DAVID SKOLNICK \ Politics Tiring campaign season nets a few surprises



It's been a truly exhausting campaign year, and not only for the candidates.
Ohio residents spent the past several months getting bombarded by TV and radio commercials to the point of over-saturation.
Thankfully there won't be a long drawn-out recount in Ohio, as there was in Florida in 2000. But Ohio's 88 county boards of elections have plenty of provisional ballots to count. While those votes won't change the outcome of the presidential election, it could affect lower-ticket races and issues.
The elections boards in Mahoning and Mercer counties certainly had a series of problems with the electronic voting systems. Elections officials in both counties should breathe a sigh of relief that high-priced, big-city attorneys won't be called in for recounts in the presidential election.
Officials at both elections boards insist that every vote cast by residents in their counties were properly counted. I have no reason to dispute that. But teams of Bush-Cheney or Kerry-Edwards campaign attorneys certainly would have had reasons to question that claim.
Most of the problems with the Mahoning machines were caused by human error. But some of the machines malfunctioned or had minor problems that could have caused voter confusion.
In Mercer County, a computer software glitch caused dozens of touch-screen voting machines to be rendered ineffective. Some Mercer voters were given paper ballots.
Both counties' problems occurred despite additional training for poll workers and extensive checks of electronic voting machines.
No voting system is perfect. But if election officials in Mahoning and Mercer thought electronic voting machines were the answer to their problems, they were mistaken.
Both boards made decisions a few years ago to get away from their old systems -- paper ballots counted by optical scanners in Mahoning, and lever machines in Mercer. The reason was high-tech electronic voting machines would make elections easier and more accurate. I can't speak to being more accurate, but the new systems in the two counties sure haven't been easier.
There were a few surprises Tuesday on the local front.
As I wrote in an Aug. 20 column, Mahoning County officials made a huge mistake in seeking a 0.5 percent continuous sales tax instead of seeking the renewal of the sales tax for another five years. It was a gamble, particularly after voters rejected a renewal of the tax in March.

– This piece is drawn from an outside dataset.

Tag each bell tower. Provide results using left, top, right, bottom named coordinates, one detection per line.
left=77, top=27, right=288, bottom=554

The reasoning was completely unsound, and the county faces fiscal disaster, and massive layoffs. But county officials have no one to blame but themselves for the tactical blunder.
Most incumbents won re-election, but there were two surprises.
The first surprise was the victory of Republican Randy Law over two-term state Rep. Dan Sferra, a Democrat, in the Ohio 64th House District.
I made several cracks about Law, particularly in a pair of March columns. In one, I wrote Law "has been a candidate so many times I've lost count, and he's never won." This was Law's fourth attempt to be elected, and he had failed in each attempt, including losing to Sferra two years ago. Trumbull GOP Chairman Craig Bonar had said Law was a legitimate candidate months ago, something I dismissed out of hand. Bonar was right, and I was wrong.
The House Republican Caucus pumped $100,000 into Law's campaign during its final days. Sferra, who has lived off his name recognition for years, did little in this Ohio House campaign, as he did during his other two House races. Sferra was the only incumbent Democrat in the Ohio House to lose Tuesday.
While fellow state legislators from Trumbull County bemoaned Sferra's loss, they should embrace Law because a Republican in a Republican-controlled state Legislature may actually be able to bring a few extra bucks to the area.
The second surprise was the respectable showing of Democrat Frank Rayl Jr. in the 1st Ohio House District race against state Rep. Charles Blasdel. Blasdel won by less than 500 votes in a district that takes in all of Columbiana County.
Blasdel is considered a rising star in the Ohio Republican Party and is expected to be the party's nominee in 2006 for the 6th Congressional District if U.S. Rep. Ted Strickland, the Democratic incumbent, vacates it to run for governor. Yet Blasdel, who acknowledged he should have run a more aggressive campaign, barely beat a political newcomer.